Avez vous entendu parler d'une petite drôlerie sur nosseigneurs du Parlement, intitulée Michaut & Michelle? Je ne sais qui en est l'auteur, ni s'il est à Paris, mais s'il avoit envie d'y venir, je lui dirois en ami, occursare capro, cornu ferit ille, caveto.

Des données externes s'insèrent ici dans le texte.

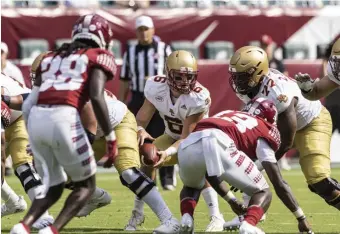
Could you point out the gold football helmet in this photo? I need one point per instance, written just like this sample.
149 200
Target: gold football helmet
334 59
181 71
246 68
36 64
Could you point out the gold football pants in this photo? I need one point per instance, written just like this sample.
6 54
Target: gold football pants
313 144
16 143
128 153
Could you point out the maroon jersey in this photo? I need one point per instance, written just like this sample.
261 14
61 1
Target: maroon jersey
244 129
65 80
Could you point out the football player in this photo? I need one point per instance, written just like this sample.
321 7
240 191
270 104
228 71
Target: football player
181 102
65 80
128 161
17 140
316 89
223 148
304 125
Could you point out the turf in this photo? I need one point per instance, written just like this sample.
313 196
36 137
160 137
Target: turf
112 218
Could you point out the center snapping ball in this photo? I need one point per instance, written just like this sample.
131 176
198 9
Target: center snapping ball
148 152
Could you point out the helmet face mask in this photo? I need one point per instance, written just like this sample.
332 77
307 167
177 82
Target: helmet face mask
242 82
263 108
182 81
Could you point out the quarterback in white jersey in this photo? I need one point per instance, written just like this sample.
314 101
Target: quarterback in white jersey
182 103
13 93
303 124
316 89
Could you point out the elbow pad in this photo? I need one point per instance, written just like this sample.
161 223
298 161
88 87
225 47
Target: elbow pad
90 136
24 96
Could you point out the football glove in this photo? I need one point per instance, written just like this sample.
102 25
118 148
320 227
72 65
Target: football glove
305 82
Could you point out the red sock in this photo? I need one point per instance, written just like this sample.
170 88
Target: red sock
188 206
253 215
26 227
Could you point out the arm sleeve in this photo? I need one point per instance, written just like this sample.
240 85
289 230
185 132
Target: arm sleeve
125 70
264 152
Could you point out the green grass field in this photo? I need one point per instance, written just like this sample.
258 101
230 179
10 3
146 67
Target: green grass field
112 218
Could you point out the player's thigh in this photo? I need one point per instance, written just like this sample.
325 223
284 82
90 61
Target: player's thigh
241 172
72 148
17 141
46 163
162 143
192 167
313 144
128 153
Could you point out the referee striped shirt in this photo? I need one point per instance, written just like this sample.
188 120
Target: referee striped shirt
143 61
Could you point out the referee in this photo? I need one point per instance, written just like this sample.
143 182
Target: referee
141 61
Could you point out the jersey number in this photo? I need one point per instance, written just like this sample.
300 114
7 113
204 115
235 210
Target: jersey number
175 125
63 73
242 121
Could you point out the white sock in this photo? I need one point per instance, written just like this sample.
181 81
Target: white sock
246 199
211 199
32 194
98 192
157 204
7 193
139 205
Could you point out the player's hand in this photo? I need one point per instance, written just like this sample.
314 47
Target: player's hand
29 150
162 156
111 153
143 135
304 226
305 82
238 207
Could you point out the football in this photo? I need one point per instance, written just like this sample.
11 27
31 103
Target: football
5 114
149 153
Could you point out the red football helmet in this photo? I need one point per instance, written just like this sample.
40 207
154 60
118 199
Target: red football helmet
262 108
93 27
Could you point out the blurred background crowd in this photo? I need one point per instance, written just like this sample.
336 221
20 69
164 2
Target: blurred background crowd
296 34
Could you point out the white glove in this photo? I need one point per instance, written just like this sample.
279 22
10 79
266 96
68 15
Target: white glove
305 82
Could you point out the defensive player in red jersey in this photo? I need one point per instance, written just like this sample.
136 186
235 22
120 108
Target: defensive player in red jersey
65 80
223 148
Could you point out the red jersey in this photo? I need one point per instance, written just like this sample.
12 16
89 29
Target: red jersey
244 129
65 80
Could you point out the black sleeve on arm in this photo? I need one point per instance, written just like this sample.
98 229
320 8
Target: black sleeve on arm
98 79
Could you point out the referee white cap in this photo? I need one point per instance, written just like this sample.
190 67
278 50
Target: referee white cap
145 21
4 47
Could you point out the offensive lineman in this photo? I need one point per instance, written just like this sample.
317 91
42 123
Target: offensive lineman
66 79
181 102
223 147
316 89
127 162
16 141
303 124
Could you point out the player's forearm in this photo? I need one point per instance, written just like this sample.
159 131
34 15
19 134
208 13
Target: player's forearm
321 89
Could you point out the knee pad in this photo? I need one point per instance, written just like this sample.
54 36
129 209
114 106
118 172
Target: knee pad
137 182
28 177
325 189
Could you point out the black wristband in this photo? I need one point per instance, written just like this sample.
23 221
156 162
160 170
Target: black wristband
303 217
6 99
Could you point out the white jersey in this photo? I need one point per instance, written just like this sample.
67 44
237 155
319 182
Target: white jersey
281 90
12 87
330 73
117 111
157 91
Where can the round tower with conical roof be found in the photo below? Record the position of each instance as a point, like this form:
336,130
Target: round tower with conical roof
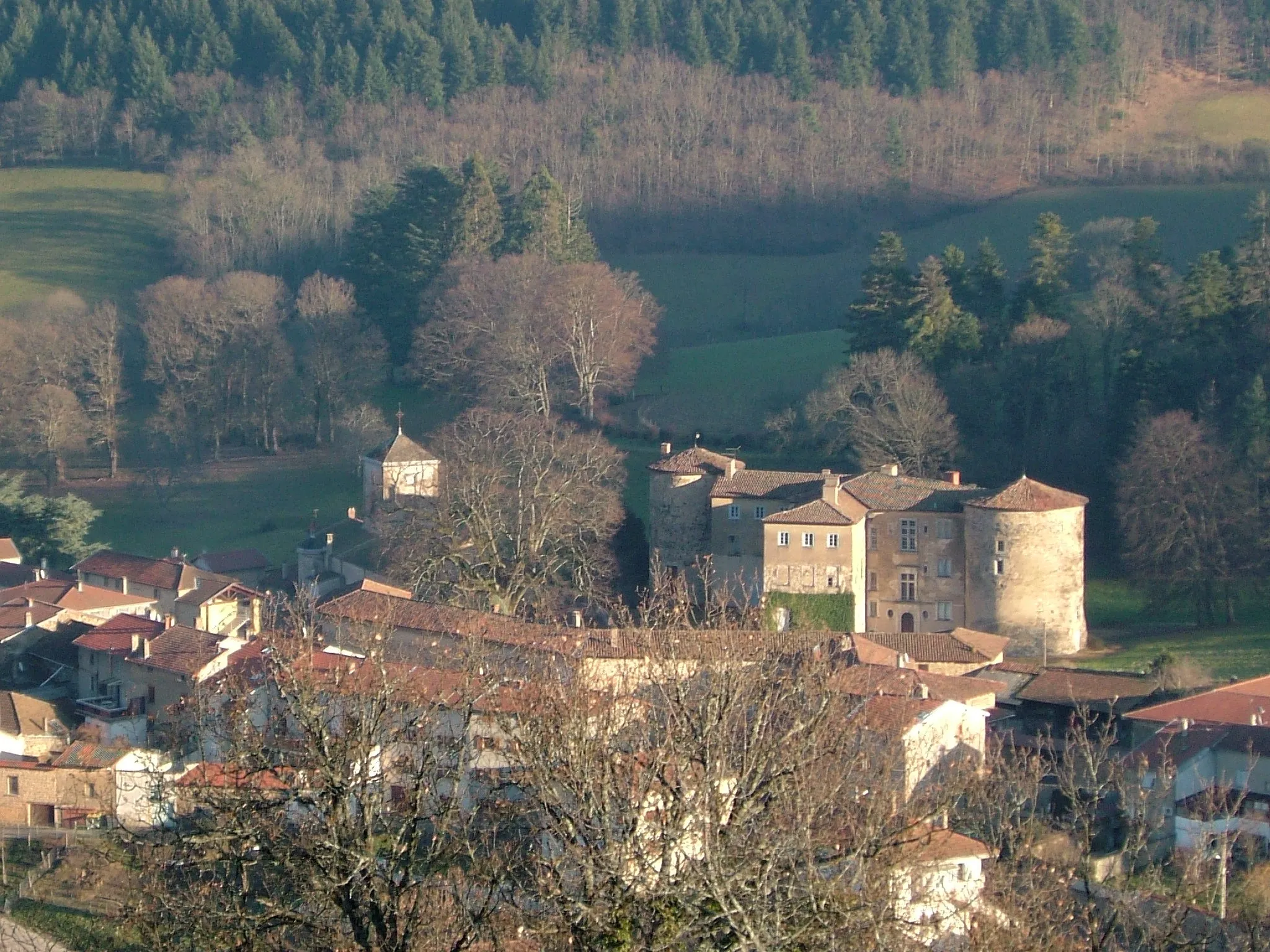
1025,566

Je ne sais pas si le parlement de Toulouse rendra justice au pauvre Sirven; je le souhaite pour son honneur (j'entends pour celui du parlement). Apropos de Sirven, D'Amilaville avoit un pauvre domestique, qui l'a logé pendant Long temps, & à qui son maitre avoit promis de lui procurer pour cette bonne œuvre quelque gratification dont il a besoin, étant chargé de famille. Madame Denis m'a promis de vous en parler. Elle vous dira d'ailleurs que nous continuons comme de raison, à la Cour et à la ville, à dire et faire beaucoup de sottises, mais elle ne vous dira sûrement pas assez combien je vous aime et vous regrette, & combien j'aurois de désir de vous embrasser encore une fois; en attendant, je vous embrasse en esprit et en âme de toutes mes forces et de tout mon cœur.

P. S. J'espèrois un peu de l'Infant duc de Parme, attendu la bonne éducation qu'il a eue; mais où il n'y a point d'âme, l'éducation n'a rien à faire, J'apprends que ce Prince passe la journée à voir des moines, et que sa femme autrichienne et superstitieuse sera la maitresse. O pauvre philosophie! que deviendrez vous? I[l faut] cependant tenir bon & combattre jusqu'à la fin.

Faisons notre devoir, & laissons faire aux dieux.